Historica Aline Sax deed een zeer indringend onderzoek naar de motieven van de gewone Vlamingen die tijdens de Tweede Wereldoorlog met nazi-Duitsland collaboreerden. Hiervoor haalde ze de dossiers van het auditoraat-generaal van onder het stof. Dat legde vanaf september 1944 tot einde 1949 in totaal 405.067 dossiers van collaboratie aan.

Hiervan leidden 57.254 aanklachten (14 procent) tot een strafrechtzaak. De overige werden zonder gevolg geklasseerd of afgesloten met een buitenvervolgingstelling. Van deze ruim 57.000 strafrechtszaken, resulteerden 53.000 in een veroordeling. Vroegere analyses brachten aan het licht dat van alle vonnissen en arresten 38 procent betrekking had op Franstaligen en 62 procent op Vlaamse dossiers.
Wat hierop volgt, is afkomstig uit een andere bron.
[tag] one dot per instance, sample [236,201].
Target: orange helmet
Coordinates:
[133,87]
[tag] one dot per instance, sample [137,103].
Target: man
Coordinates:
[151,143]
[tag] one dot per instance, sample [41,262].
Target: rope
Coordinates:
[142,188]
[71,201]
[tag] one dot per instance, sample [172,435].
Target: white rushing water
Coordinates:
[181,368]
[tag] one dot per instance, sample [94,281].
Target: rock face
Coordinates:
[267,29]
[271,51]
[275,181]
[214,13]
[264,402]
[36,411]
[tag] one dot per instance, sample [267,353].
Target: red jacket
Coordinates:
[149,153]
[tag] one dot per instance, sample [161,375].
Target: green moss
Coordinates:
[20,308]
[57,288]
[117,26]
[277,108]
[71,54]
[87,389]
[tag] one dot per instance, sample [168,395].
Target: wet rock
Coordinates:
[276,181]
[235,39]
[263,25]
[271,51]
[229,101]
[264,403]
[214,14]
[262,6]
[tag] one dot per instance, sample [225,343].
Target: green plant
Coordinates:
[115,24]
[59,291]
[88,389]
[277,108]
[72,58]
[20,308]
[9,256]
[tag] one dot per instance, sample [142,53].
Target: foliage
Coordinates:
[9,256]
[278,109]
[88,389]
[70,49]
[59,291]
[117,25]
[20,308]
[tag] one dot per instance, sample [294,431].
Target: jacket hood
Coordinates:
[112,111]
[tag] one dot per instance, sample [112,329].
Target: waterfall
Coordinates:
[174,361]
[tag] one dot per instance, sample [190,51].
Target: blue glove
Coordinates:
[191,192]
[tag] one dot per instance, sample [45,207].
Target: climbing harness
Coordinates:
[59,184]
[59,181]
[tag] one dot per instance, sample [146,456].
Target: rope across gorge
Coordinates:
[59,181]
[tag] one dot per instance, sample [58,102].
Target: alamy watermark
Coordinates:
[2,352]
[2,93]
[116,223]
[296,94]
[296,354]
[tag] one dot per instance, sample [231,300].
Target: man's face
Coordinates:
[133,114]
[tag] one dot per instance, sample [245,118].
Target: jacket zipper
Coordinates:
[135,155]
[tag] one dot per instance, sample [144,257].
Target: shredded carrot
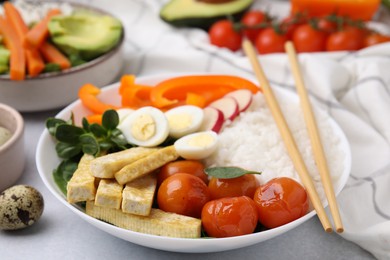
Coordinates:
[39,33]
[17,58]
[88,95]
[51,54]
[211,87]
[35,64]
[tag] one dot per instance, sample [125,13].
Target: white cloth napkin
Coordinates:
[353,87]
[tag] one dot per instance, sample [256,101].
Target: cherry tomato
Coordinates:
[193,167]
[308,39]
[349,39]
[375,38]
[222,34]
[280,201]
[269,41]
[183,194]
[228,217]
[253,18]
[244,185]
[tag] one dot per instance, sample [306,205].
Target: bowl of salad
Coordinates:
[49,49]
[189,162]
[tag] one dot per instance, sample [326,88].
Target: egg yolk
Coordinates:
[180,121]
[144,127]
[201,140]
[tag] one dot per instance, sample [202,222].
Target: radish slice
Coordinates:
[243,98]
[228,106]
[213,119]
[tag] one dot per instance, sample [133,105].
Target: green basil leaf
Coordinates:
[97,130]
[52,123]
[67,151]
[69,133]
[89,144]
[227,172]
[110,119]
[85,124]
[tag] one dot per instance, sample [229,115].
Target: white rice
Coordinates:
[253,142]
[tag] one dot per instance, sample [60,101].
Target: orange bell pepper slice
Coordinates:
[88,95]
[134,95]
[170,92]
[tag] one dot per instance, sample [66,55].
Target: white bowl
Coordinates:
[57,89]
[47,160]
[12,153]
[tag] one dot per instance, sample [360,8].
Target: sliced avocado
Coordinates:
[202,14]
[85,34]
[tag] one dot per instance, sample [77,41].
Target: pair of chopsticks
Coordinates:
[289,140]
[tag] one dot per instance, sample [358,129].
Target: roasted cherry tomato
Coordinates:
[253,18]
[269,41]
[222,34]
[280,201]
[308,39]
[244,185]
[185,166]
[375,38]
[348,39]
[228,217]
[183,194]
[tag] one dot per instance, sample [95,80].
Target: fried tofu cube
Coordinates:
[81,187]
[146,164]
[109,194]
[106,166]
[137,196]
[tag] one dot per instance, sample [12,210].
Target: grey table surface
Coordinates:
[61,234]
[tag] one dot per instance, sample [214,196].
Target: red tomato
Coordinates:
[280,201]
[269,41]
[193,167]
[183,194]
[222,34]
[253,18]
[244,185]
[375,38]
[228,217]
[349,39]
[308,39]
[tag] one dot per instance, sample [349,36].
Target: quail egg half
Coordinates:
[20,207]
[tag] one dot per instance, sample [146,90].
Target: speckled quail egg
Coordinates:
[146,126]
[20,207]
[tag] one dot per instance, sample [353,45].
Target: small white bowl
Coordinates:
[12,153]
[58,89]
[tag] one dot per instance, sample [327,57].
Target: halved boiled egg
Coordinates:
[145,127]
[197,146]
[184,120]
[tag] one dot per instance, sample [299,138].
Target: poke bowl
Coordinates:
[58,60]
[271,156]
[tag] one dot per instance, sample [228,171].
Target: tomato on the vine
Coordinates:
[375,38]
[222,34]
[184,194]
[348,39]
[253,18]
[308,39]
[228,217]
[270,41]
[244,185]
[280,201]
[193,167]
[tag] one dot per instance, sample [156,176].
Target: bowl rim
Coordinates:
[82,67]
[15,135]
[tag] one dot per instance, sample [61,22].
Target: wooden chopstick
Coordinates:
[287,137]
[315,139]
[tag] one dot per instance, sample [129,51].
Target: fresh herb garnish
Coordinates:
[227,172]
[74,141]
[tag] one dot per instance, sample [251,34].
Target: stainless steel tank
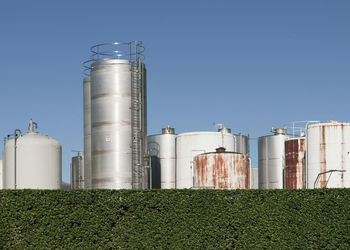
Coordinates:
[162,152]
[221,170]
[38,162]
[328,157]
[294,171]
[1,174]
[188,145]
[118,116]
[271,159]
[77,171]
[87,132]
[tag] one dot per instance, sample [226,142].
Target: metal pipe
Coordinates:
[15,153]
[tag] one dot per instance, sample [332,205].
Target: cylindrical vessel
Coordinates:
[221,170]
[77,171]
[87,132]
[328,160]
[162,151]
[1,187]
[38,162]
[271,159]
[111,149]
[294,171]
[188,145]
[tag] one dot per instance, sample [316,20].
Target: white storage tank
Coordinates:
[162,151]
[77,171]
[87,132]
[271,159]
[189,145]
[38,162]
[328,155]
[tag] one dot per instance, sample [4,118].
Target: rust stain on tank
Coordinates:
[226,170]
[294,163]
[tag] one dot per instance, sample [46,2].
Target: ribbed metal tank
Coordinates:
[77,171]
[1,186]
[162,151]
[254,178]
[294,171]
[271,159]
[118,116]
[221,170]
[328,157]
[38,162]
[87,132]
[188,145]
[111,139]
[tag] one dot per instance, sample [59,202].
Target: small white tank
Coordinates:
[38,162]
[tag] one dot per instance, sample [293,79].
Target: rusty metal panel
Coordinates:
[328,159]
[295,150]
[226,170]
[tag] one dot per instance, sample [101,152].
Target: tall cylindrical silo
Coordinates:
[328,155]
[188,145]
[294,171]
[221,170]
[38,162]
[77,171]
[271,159]
[162,151]
[87,132]
[118,116]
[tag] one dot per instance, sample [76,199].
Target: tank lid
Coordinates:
[220,150]
[279,131]
[32,126]
[225,130]
[168,130]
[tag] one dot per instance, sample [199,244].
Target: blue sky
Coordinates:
[249,64]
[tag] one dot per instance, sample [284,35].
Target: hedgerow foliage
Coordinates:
[175,219]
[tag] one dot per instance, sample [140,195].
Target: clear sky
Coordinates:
[252,65]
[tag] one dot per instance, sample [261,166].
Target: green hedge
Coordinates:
[175,219]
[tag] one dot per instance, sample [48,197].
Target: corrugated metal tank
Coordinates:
[87,132]
[162,151]
[77,171]
[188,145]
[294,172]
[1,187]
[271,159]
[39,162]
[111,140]
[221,170]
[328,155]
[254,179]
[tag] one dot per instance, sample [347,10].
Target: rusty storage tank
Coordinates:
[188,145]
[77,171]
[294,170]
[161,149]
[271,159]
[118,116]
[328,155]
[221,170]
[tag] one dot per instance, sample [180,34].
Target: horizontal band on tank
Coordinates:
[99,124]
[108,95]
[100,152]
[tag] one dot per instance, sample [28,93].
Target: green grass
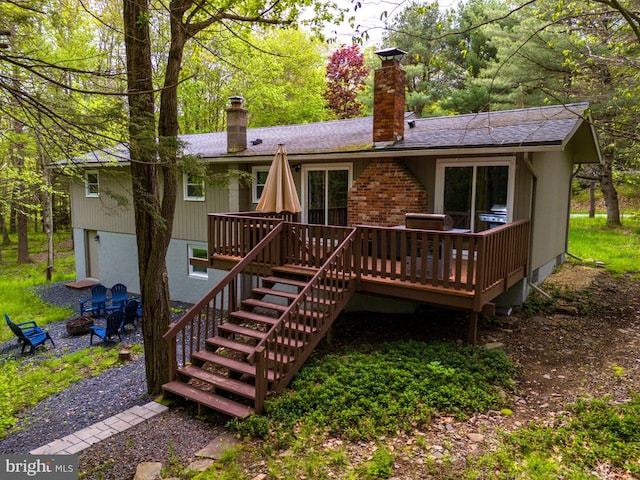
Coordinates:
[619,249]
[18,281]
[24,382]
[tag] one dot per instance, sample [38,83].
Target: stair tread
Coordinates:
[240,330]
[211,400]
[231,363]
[300,328]
[275,293]
[231,345]
[285,281]
[255,303]
[221,360]
[254,317]
[220,381]
[301,270]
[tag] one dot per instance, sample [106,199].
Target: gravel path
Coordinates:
[83,403]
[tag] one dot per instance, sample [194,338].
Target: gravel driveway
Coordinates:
[83,403]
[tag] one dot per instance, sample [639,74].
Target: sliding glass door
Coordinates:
[469,190]
[325,194]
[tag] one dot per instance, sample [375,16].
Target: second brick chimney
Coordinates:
[236,126]
[388,99]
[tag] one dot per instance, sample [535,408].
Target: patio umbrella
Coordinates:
[279,193]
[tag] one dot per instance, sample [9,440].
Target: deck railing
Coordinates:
[482,264]
[309,315]
[188,335]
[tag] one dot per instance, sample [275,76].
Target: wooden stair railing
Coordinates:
[256,328]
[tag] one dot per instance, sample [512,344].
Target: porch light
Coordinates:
[391,54]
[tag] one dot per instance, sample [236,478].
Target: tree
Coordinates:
[346,72]
[422,30]
[154,206]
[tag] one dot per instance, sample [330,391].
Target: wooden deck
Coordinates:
[472,269]
[288,282]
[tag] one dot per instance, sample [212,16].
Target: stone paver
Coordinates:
[78,441]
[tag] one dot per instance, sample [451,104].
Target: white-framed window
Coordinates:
[193,188]
[468,188]
[198,269]
[324,193]
[92,183]
[259,175]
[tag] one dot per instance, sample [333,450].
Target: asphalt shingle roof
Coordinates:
[550,125]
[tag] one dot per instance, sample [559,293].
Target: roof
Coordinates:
[539,126]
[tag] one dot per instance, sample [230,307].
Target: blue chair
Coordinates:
[94,305]
[115,321]
[118,298]
[29,333]
[130,314]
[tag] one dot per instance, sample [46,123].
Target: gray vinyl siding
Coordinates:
[112,210]
[553,170]
[190,222]
[522,190]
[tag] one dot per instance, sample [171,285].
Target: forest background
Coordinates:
[85,75]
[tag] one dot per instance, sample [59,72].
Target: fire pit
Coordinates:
[79,325]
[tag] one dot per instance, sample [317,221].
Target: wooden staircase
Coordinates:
[274,318]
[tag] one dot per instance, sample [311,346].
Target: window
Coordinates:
[467,190]
[259,179]
[193,188]
[198,268]
[92,185]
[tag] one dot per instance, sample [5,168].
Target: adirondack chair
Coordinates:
[29,334]
[115,322]
[96,303]
[118,298]
[130,314]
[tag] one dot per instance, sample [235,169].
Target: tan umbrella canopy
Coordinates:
[279,193]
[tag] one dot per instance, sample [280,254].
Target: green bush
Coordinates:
[360,395]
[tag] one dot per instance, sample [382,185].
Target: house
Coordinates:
[520,161]
[502,179]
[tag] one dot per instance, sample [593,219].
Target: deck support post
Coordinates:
[261,379]
[330,335]
[473,328]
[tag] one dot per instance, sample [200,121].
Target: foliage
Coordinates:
[23,383]
[346,72]
[374,391]
[380,465]
[278,72]
[595,434]
[431,65]
[18,281]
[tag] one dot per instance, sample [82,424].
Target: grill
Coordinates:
[495,217]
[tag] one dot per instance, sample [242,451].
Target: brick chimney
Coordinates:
[236,126]
[383,193]
[388,99]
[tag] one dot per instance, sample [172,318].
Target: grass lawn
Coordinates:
[18,282]
[619,249]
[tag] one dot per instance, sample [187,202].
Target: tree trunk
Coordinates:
[592,199]
[23,237]
[610,194]
[153,230]
[6,240]
[22,222]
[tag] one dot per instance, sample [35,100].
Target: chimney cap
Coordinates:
[390,53]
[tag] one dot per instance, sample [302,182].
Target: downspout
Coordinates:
[534,190]
[567,226]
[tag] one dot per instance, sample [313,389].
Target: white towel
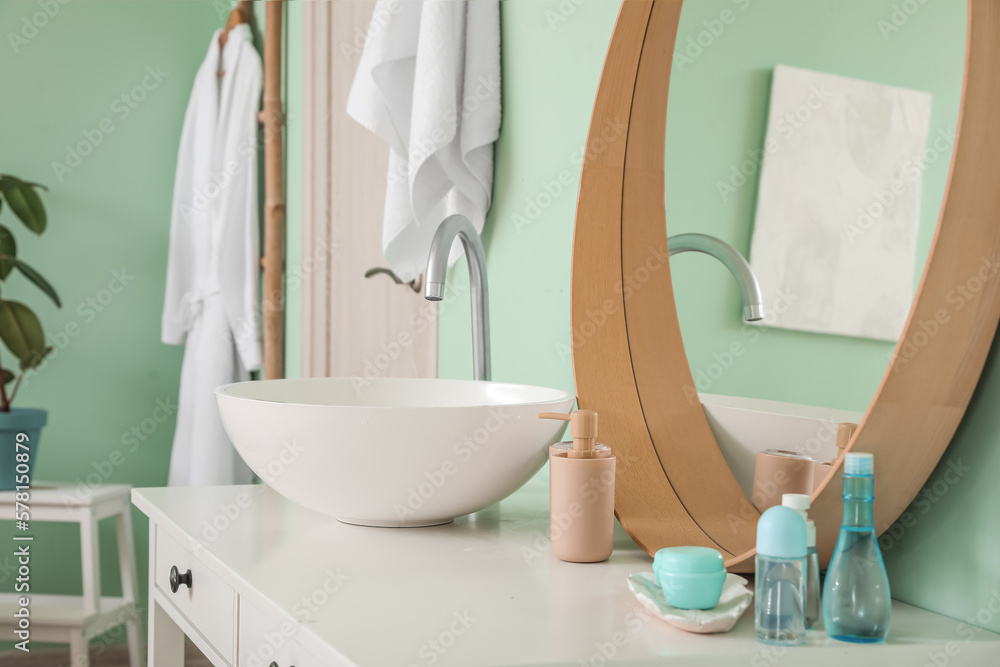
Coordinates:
[428,84]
Voor haar eigen onderzoek onderzocht Sax 326 Vlaamse dossiers, een dermate representatieve steekproef, die politieke opiniepeilers alleen maar in hun stoutste dromen kunnen waarmaken. Bovendien plaatste ze haar bevindingen in hun historische context.

Schoone Germaansche vrouw’

Wie desnoods zijn leven voor een ‘zaak’ wil inleveren, moet er ook rotsvast in geloven. Zoals Gilbert B. (°1922). Hij groeide op in een gezin met twee kinderen. De ouders stierven in 1944. In 1941 meldde hij zich voor de Waffen-SS. Vanop het oostfront correspondeerde hij uitgebreid met zijn familie. Uit zijn dossier bleek dat als Gilbert B. met verlof was, hij er hoegenaamd niet voor terugdeinsde mensen te bedreigen met een wapen of met verklikking.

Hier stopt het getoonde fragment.